We hired research staff from the Myanmar Perfect Research Company, a group that conducts epidemiological surveys in Myanmar. The interviewers were recruited from the company. Before the commencement of the actual survey, a two-day training course on the research protocol, administration of the questionnaire, and ethical concerns was conducted for the interviewers.
A small pilot study was carried out before the actual survey for face validity in Urban Health Center, Dagon township, Yangon. Participants were the older adults, age of above 60 came to the out-patient clinic in the center. We recruited the 25 respondents who were gave consent to participate in the pilot study. During the pilot study, the interviewers ensured sequence, flow, and clarity of the study. After the feedback from the interviewers, the questionnaire was revised accordingly.
The inclusion criteria were an age of ≥60 years and residence in a selected ward or village tract. The exclusion criteria were being bed-ridden or having severe dementia. Severe dementia was defined as an Abbreviated Mental Test score of ≤6[37, 38].
We assessed happiness through the following question: “How do you rate your overall happiness level on a score of 0 for very unhappy to a score of 10 for very happy?” This question was previously validated[16, 39].
The wealth index, used as an objective economic indicator, was calculated from household asset items (radio, washing machine, TV, electric rice cooker, video/DVD player, air conditioner, electric fan, bicycle, refrigerator, motorcycle, computer, car/truck, store-bought furniture, microwave oven, personal music player, mobile phone, and internet) using a method described in a previous report . Subjective economic status was assessed by asking the following question: “Which of the following best describes your current financial situation in light of general economic conditions?” The possible responses were (1) very difficult, (2) difficult, (3) average, (4) comfortable, and (5) very comfortable. Based on the responses, participants were categorized as “difficult or very difficult” (answering 1 or 2) or “average or higher” (answering 3 to 5).
The socio-demographic characteristics of the study participants included information regarding age, sex, subjective health status (excellent/good or fair/poor), illness during the preceding year, depressive symptoms (geriatric depression scale [GDS] =>5 or <5), educational level (no school, monastic, some/all primary school, middle/high school or higher), residential area (the Yangon or Bago regions), marital status (married or widow/divorced/never married), living status (alone or not), social supports (giving and receiving emotional & instrumental help), religion (Buddhism or other), and frequency of visits to religious facilities (less than once per week or once per week or more).

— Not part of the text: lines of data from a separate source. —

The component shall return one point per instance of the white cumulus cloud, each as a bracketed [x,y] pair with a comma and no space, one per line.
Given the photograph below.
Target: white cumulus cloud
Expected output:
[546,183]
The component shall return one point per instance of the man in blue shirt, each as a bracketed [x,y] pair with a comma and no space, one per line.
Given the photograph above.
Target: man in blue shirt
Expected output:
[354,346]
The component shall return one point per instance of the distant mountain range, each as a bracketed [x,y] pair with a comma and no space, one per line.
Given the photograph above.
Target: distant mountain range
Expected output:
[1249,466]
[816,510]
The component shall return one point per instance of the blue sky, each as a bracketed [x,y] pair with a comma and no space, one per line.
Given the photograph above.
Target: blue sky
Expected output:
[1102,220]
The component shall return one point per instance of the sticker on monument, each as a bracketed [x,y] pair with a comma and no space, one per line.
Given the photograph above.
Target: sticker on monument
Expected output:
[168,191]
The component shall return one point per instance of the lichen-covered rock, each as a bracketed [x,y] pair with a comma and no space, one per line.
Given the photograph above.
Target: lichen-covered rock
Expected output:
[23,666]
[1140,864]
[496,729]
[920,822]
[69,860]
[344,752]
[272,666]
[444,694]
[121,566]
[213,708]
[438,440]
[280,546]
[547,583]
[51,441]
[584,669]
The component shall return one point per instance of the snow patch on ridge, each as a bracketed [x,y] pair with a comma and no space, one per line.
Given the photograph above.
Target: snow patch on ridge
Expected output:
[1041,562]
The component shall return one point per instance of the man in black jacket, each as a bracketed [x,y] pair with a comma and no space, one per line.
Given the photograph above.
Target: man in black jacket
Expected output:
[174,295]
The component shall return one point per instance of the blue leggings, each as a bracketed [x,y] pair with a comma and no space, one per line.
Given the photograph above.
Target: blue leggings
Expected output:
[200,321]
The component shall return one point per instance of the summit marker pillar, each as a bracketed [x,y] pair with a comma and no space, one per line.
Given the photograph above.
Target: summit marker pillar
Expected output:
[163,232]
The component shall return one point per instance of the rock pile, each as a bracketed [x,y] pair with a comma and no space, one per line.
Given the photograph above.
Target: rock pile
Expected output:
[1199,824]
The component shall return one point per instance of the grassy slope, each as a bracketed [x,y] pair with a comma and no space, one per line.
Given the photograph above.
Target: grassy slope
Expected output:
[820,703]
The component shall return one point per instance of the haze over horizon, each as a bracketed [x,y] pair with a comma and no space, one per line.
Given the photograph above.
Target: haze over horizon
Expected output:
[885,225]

The mean happiness scores of the socio-demographic variables that were categorized as above were compared using a one-way analysis of variance test. A linear regression analysis was performed to identify the factors associated with being happy. The multivariate adjusted results were expressed as non-standardized coefficients (B) with 95% confidence interval (CI). We used STATA 14 (StataCorp, College Station, TX, USA) to perform all statistical analyses, and the statistical significance level was set at p < .05.